Further it is the intent of the Legislature that this section be liberally construed so that its beneficial purposes may be served.
(b) Upon the proclamation of a state of emergency resulting from an earthquake, flood, fire, riot, storm, or natural or manmade disaster declared by the President of the United States or the Governor, or upon the declaration of a local emergency resulting from an earthquake, flood, fire, riot, storm, or natural or manmade disaster by the executive officer of any county, city, or city and county, and for a period of 30 days following that declaration, it is unlawful for any person, contractor, business, or other entity to sell or offer to sell any consumer food items or goods, goods or services used for emergency cleanup, emergency supplies, medical supplies, home heating oil, building materials, housing, transportation, freight, and storage services, or gasoline or other motor fuels for a price of more than 10 percent above the price charged by that person for those goods or services immediately prior to the proclamation of emergency. However, a greater price increase shall not be unlawful if that person can prove that the increase in price was directly attributable to additional costs imposed on it by the supplier of the goods, or directly attributable to additional costs for labor or materials used to provide the services, provided that in those situations where the increase in price is attributable to additional costs imposed by the seller's supplier or additional costs of providing the good or service during the state of emergency, the price represents no more than 10 percent above the total of the cost to the seller plus the markup customarily applied by the seller for that good or service in the usual course of business immediately prior to the onset of the state of emergency...

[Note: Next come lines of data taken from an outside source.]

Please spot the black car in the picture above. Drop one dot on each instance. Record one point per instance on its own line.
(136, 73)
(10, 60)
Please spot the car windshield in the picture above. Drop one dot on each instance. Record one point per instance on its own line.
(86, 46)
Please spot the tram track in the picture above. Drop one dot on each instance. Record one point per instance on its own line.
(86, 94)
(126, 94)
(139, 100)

(d) The provisions of this section may be extended for additional 30-day periods by a local legislative body or the California Legislature if deemed necessary to protect the lives, property, or welfare of the citizens.
(e) A violation of this section is a misdemeanor punishable by imprisonment in a county jail for a period not exceeding one year, or by a fine of not more than ten thousand dollars ($10,000), or by both that fine and imprisonment.

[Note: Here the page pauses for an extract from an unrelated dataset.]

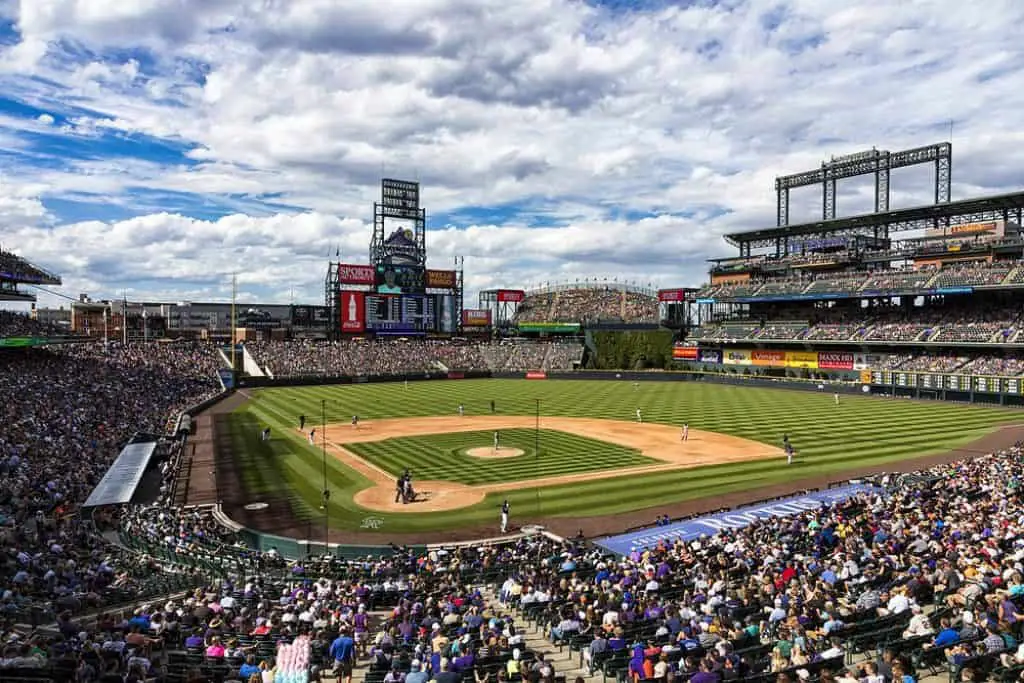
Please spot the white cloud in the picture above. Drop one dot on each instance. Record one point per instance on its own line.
(571, 110)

(f) A violation of this section shall constitute an unlawful business practice and an act of unfair competition within the meaning of Section 17200 of the Business and Professions Code. The remedies and penalties provided by this section are cumulative to each other, the remedies under Section 17200 of the Business and Professions Code, and the remedies or penalties available under all other laws of this state.
(g) For the purposes of this section:
(1) "State of emergency" means a natural or manmade disaster or emergency resulting from an earthquake, flood, fire, riot, or storm for which a state of emergency has been declared by the President of the United States or the Governor of California.

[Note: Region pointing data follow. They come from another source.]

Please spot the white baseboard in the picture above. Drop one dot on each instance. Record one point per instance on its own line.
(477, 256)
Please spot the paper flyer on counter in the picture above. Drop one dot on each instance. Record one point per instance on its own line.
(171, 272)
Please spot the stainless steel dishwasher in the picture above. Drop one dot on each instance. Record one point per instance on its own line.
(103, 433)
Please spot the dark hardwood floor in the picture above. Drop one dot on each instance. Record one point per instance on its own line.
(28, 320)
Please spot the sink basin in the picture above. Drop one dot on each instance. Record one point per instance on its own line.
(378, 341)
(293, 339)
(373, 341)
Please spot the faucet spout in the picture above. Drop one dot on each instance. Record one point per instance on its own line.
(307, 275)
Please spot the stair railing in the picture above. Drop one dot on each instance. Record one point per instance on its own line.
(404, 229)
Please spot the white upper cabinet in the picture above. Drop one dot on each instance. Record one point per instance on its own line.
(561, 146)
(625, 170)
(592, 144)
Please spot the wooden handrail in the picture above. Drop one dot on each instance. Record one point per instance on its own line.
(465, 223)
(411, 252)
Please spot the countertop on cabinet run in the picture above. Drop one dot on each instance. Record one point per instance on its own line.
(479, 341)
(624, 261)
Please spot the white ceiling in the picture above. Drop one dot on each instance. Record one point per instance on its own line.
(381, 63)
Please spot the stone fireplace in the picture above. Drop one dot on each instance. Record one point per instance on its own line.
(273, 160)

(2) "Local emergency" means a natural or manmade disaster or emergency resulting from an earthquake, flood, fire, riot, or storm for which a local emergency has been declared by the executive officer or governing body of any city or county in California...
(8) "Gasoline" means any fuel used to power any motor vehicle or power tool.
(h) Nothing in this section shall preempt any local ordinance prohibiting the same or similar conduct or imposing a more severe penalty for the same conduct prohibited by this section.
(i) Any business offering an item for sale at a reduced price immediately prior to the proclamation of the emergency may use the price at which they usually sell the item to calculate the price pursuant to subdivision (b) or (c).